Penryn has grown so accustomed to accommodating her mother and sister’s needs that she is skilled in negotiation and compromise, and this is reflected in the power dynamic between her and Raffe at the beginning of the book. While Raffe does need her help to find food and recover from his injuries, his angelic nature makes him physically much stronger than her, and he nearly kills her while they fight after she threatens his wings. Despite his actions, however, Penryn’s resilience and willingness to compromise to get her way ensure their mutual survival—evidence of The Importance of Community in Times of Crisis. Penryn spends the first part of the novel in a constant state of negotiation, whether with her mother or with Raffe.
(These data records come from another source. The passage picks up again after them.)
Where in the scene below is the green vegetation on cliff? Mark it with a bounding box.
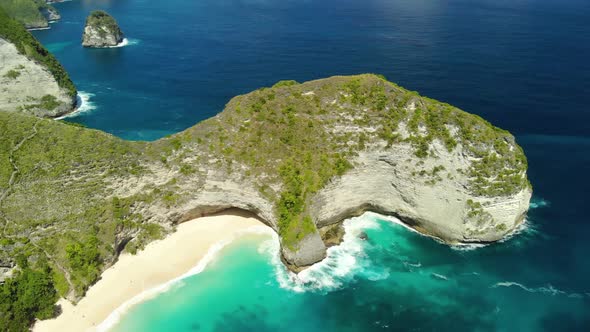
[0,75,530,329]
[85,10,122,38]
[0,265,57,331]
[0,7,76,98]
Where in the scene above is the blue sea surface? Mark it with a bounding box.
[32,0,590,331]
Penryn’s character is developed heavily through what she does with the minimal cards she holds. What Penryn lacks in actual power, she makes up for with ingenuity. The way Penryn navigates social situations varies, laying the groundwork for her behavior in later chapters. Whether she is manipulating Raffe, fighting off gang members, or gently persuading her mother to give her privacy, Penryn demonstrates her agency against all odds, even if she cannot fully express herself.
The opening of the novel quickly introduces all the characters and provides Penryn’s motivations and character, but also lays the groundwork for Raffe’s primary conflict, foreshadowing revelations about the angels and their inner conflict. The dark-winged angel—later revealed to be Beliel—preys on Raffe and cuts off his wings, and Penryn senses history between them, even though she does not know what it is. By introducing Beliel early, even without a name, the novel uses foreshadowing to set up the climax and Raffe’s primary conflict. Despite this, however, the exposition in this part of the book is very sparse. Raffe himself shares little throughout the novel, often forcing Penryn to observe and conclude things about the angels and about him on her own. This creates an authenticity to the reader’s experience, as well as Penryn’s, enforcing the first-person limited point of view and creating tension through unanswered questions.